Jury Duty: Oppression in our Courts

Last week I was summoned for jury duty at Wiley W. Manuel courthouse in Oakland. Over a grueling 4-day course of jury selection, I witnessed the following signs of institutional oppression.

  • Only 3-5 of the approximately 100 jurors who initially showed up were black.
  • Most of the jurors in the waiting room were working and dressed in business attire, some on laptops, suggesting they were gainfully employed professionals enjoying middle class or higher incomes.
  • As the charges in the case pertained to domestic violence, sexual battery, and police testimony, most jurors with direct experience with victims and perps and with abusive police were excused. Many of these were women who more commonly access the confidence of victims. To be unaware of friends and acquaintances who have been victims and perps is a privilege of ignorance.
  • All but two of the approximately 60 jurors examined held at least a bachelor's degree. The two who finished high school (but were gainfully employed) were excused.
  • None of the selected jurors were black. The defendant was an African Muslim immigrant.
  • During a brief recess near the conclusion of the selection process, a small white woman struck up a conversation with me in complaining that, if selected, it would waste her vacation pay. Another juror and I mentioned unrepresentative demographics of the jurors who had been examined so far. The woman remarked, "At least the jury will be smart!" Not having been examined yet, I must conclude she assumed I was college-educated based on my appearance. (She was subsequently excused.)
In order to live in a large group of people, we agree to curtail certain individual freedoms to empower a governing body to maintain an appropriate order of law. In crafting this law we must prioritize fairness -- the concept that anyone, regardless of the conditions of their birth, would be treated equally. This doesn't mean that we are born into equal conditions; quite the opposite. The concentration of unearned privilege in a jury results in unfair treatment of those whose struggles are incomprehensible to privileged minds. 

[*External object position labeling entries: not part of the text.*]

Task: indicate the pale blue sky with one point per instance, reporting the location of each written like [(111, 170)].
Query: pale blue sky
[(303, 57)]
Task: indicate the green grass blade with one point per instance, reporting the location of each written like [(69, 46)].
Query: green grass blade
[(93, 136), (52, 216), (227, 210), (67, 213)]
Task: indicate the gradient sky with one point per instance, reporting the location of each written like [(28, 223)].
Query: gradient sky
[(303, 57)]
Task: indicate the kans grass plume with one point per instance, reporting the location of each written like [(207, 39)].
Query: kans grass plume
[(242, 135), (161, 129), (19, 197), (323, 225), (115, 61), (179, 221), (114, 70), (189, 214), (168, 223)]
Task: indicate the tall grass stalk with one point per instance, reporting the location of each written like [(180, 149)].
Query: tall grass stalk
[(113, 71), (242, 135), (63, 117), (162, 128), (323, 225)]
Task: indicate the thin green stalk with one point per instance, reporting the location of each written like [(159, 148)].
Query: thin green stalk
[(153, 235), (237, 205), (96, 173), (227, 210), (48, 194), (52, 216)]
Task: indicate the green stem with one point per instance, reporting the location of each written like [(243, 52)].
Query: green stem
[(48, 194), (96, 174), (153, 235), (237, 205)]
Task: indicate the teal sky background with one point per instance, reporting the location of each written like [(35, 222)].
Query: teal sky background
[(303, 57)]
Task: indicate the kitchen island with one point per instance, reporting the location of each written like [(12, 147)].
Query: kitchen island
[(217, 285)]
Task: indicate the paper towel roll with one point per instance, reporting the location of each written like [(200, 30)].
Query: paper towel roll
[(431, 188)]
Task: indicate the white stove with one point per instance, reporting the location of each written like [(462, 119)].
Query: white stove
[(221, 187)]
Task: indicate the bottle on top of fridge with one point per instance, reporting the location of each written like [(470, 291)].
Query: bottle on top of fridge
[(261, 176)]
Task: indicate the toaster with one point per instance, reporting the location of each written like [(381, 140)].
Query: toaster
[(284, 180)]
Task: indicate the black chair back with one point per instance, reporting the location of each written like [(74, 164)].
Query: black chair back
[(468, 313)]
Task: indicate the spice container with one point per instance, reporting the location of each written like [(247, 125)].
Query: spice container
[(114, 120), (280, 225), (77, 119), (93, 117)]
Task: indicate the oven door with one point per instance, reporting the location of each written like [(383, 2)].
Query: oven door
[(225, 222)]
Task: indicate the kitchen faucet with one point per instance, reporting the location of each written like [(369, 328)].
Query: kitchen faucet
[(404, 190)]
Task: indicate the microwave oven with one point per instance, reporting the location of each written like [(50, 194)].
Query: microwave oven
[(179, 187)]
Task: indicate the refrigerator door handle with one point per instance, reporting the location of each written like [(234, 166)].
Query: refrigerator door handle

To enjoy the benefit of order of law, it truly is a duty for every citizen to report for service. Every election year, we work hard to enact and improve legislation to be most beneficial -- it's up to courts and jury to make real on these words.

I was disturbed by the jury selection process that I witnessed and am trying to contact the ACLU Voting Rights attorney to follow up. A few years ago the ACLU complained that by restricting their jury address database to DMV and Registrar of Voters records, citizens who most frequently move without updating those agencies -- low-income blacks and Latinos -- would be under-represented in juries. The article outlines measures that have helped other court districts in the past. It is my intention that Alameda County will update the way it contacts its own citizens to create juries that are truly of our peers.